Ask HN: Is anyone losing sleep over retry storms or partial API outages?
2 points
11 hours ago
| 2 comments
| HN
I’m working on infrastructure to solve retry storms and outages. Before I go further, I want to understand what people are actually doing today. Compare solutions and maybe help someone see potential solutions. The problems:

Retry storms - API fails, your entire fleet retries independently, thundering herd makes it worse.

Partial outages - API is “up” but degraded (slow, intermittent 500s). Health checks pass, requests suffer.

What I’m curious about: ∙ What’s your current solution? (circuit breakers, queues, custom coordination, service mesh, something else?) ∙ How well does it work? What are the gaps? ∙ What scale are you at? (company size, # of instances, requests/sec)

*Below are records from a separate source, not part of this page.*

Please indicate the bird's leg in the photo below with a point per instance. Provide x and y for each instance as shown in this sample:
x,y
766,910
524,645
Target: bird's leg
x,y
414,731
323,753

I’d love to hear what’s working, what isn’t, and what you wish existed.

toast0
8 hours ago
[-]
Retry storms are "easy" exponential backoff with jitter. Like what ethernet on shared media has been doing since the 80s.

If that's not enough to come back from an outage, you need to put in load shedding and/or back pressure. There's no sense accepting all the requests and then not servicing any in time.

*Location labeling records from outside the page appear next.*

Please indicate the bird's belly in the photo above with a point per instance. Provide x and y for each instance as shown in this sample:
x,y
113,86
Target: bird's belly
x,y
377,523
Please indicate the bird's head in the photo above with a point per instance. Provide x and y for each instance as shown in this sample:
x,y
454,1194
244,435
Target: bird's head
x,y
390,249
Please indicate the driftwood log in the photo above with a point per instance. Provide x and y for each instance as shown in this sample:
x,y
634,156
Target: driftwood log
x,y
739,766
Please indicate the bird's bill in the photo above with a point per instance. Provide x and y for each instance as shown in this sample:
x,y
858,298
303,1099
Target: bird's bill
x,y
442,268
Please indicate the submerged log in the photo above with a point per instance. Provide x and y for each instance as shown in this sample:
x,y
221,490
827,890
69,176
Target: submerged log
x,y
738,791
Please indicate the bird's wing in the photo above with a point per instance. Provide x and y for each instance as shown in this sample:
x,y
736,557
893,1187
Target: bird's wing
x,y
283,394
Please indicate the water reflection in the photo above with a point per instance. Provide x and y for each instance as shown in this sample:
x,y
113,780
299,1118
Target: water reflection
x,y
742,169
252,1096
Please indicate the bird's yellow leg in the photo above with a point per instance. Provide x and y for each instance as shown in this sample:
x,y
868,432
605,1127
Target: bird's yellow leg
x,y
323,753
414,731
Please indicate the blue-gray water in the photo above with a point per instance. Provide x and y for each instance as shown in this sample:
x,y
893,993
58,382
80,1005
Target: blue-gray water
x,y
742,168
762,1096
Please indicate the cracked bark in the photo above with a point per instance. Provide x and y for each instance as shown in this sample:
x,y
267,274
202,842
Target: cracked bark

You want to be able to accept and do work on requests that are likely to succeed within reasonable latency bounds, and drop the rest --- but being careful that an instant error may feed back into retry storms, sometimes it's better if such errors come after a delay, so that the client is stuck waiting (back pressure)

reply
rjpruitt16
10 minutes ago
[-]
Agree backoff+jitter is table stakes, and load shedding/backpressure is necessary under sustained overload. The tricky cases I’m digging into are shared rate limits (429s) and many concurrent clients/agents where local backoff isn’t coordinated and you still get herds after partial outages. Curious what patterns you’ve seen work well for coordinating retries/fairness across tenants or API keys?
reply
HelloNurse
6 hours ago
[-]
A worrying choice of words.

"Losing sleep" implies an actual problem, which in turn implies that the mentioned mitigations and similar ones have not been applied (at least not properly) for dire reasons that are likely to be a more important problem than bad QoS.

"Infrastructure" implies an expectation that you deploy something external to the troubled application: there is a defective, presumably simplistic application architecture, and fixing it is not an option. This puts you in an awkward position: someone else is incompetent or unreasonable, but the responsibility for keeping their dumpster fire running falls on you.

reply